Article

Ameloblastic Carcinoma: Case Report and Literature Review

Faculty of Dentistry, Laval University, Cité universitaire, Ste-Foy, Quebec.
Journal (Canadian Dental Association) (Impact Factor: 0.6). 11/2003; 69(9):573-6.
Source: PubMed

ABSTRACT Ameloblastic carcinoma is a rare malignant lesion with characteristic histologic features and behaviour that dictates a more aggressive surgical approach than that of a simple ameloblastoma. However, reliable evidence of its biologic activity is currently unavailable due to the scarcity of well-documented cases. It occurs primarily in the mandible in a wide range of age groups; no sex or race predilection has been noted. It may present as a cystic lesion with benign clinical features or as a large tissue mass with ulceration, significant bone resorption and tooth mobility. Because the lesion is usually found unexpectedly after an incisional biopsy or the removal of a cyst, a guide to differential diagnosis is not usually useful. The identifying features of ameloblastic carcinoma must be known and recognized by dental practitioners. Our understanding of the histologic features of ameloblastic carcinoma is somewhat vague. The tumour cells resemble the cells seen in ameloblastoma, but they show cytologic atypia.
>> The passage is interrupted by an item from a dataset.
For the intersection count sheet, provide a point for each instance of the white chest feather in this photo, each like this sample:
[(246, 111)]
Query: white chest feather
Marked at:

Moreover, they lack the characteristic arrangement seen in ameloblastoma. The clinical course of ameloblastic carcinoma is typically aggressive, with extensive local destruction. Direct extension of the tumour, lymph node involvement and metastasis to various sites (frequently the lung) have been reported. Wide local excision is the treatment of choice. Regional lymph node dissection should be considered and performed selectively. Radiotherapy and chemotherapy seem to be of limited value for the treatment of ameloblastic carcinomas. At the moment, there are too few reported cases to make a definite recommendation regarding treatment. Close periodic reassessment of the patient is mandatory.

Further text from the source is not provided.